Question

DNA polymerase III builds new DNA strands in the 5' to 3' direction...always adding the new nucleotide to the 3' end of the existing strand. As it adds new nucleotides, it proofreads its work. If a mistake is detected, DNA polymerase will act as an exonuclease and excise the incorrect nucleotide. A. What supplies the energy needed to add the new nucleotide to the existing chain? B. Please explain why evolution has favored 5’ to 3’ polymerases, as opposed to 3’ to 5’ ones (hint...what happens if DNA Polymerase removes a nucleotide?).

Answer 1

A. answer- The energy needed to add the new nucleotide to the existing chain during replication is supplied by nucleoside triphosphates - ATP, GTP, TTP and CTP, which is high energy molecule like ATP. Nucleotide triphosphates serves both as a souce of energy and source of nucleotide to drive polymerization.

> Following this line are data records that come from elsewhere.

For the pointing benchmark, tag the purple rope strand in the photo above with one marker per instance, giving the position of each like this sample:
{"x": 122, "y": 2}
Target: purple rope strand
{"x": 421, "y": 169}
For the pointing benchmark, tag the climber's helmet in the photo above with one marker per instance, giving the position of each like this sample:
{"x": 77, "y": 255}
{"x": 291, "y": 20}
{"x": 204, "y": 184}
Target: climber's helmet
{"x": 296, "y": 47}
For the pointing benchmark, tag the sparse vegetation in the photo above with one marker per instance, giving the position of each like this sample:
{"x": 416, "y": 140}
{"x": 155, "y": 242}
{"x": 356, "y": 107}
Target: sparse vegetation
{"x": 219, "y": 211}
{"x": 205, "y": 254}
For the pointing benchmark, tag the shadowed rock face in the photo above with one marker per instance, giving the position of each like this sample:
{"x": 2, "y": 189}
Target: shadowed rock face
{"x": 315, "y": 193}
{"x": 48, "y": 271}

The source of energy  comes from breaking high energy phosphate bonds on the nucleotide-triphosphate's , the energy released is used to form the phosphodiester bond between the new nucleotide and the existing chain of DNA.

B. answer- Evolution has favoured 5' to 3' polymerases as opposed to 3' to 5' ones may be because DNA polymerase add new nucleotides only to the 3'-OH group of growing chain of DNA during polymerization.

During proofreading mechanism, when DNA polymerase removes nucleotide then the energy required for addition of new nucleotide  will be always from the triphosphate of the incoming base in case 5' to 3' replication direction of polymerase.

Whereas  in case 3' to 5' replication direction of polymerase, it would not be possible to add new nucleotide after removal of incorrect base from 5' end because there will be no energy at 5' end of resulting monophosphate in existing DNA and 3'-OH group of incoming nucleotide.

This is the reason why evolution has favoured 5’ to 3’ polymerases, as opposed to 3’ to 5’ ones.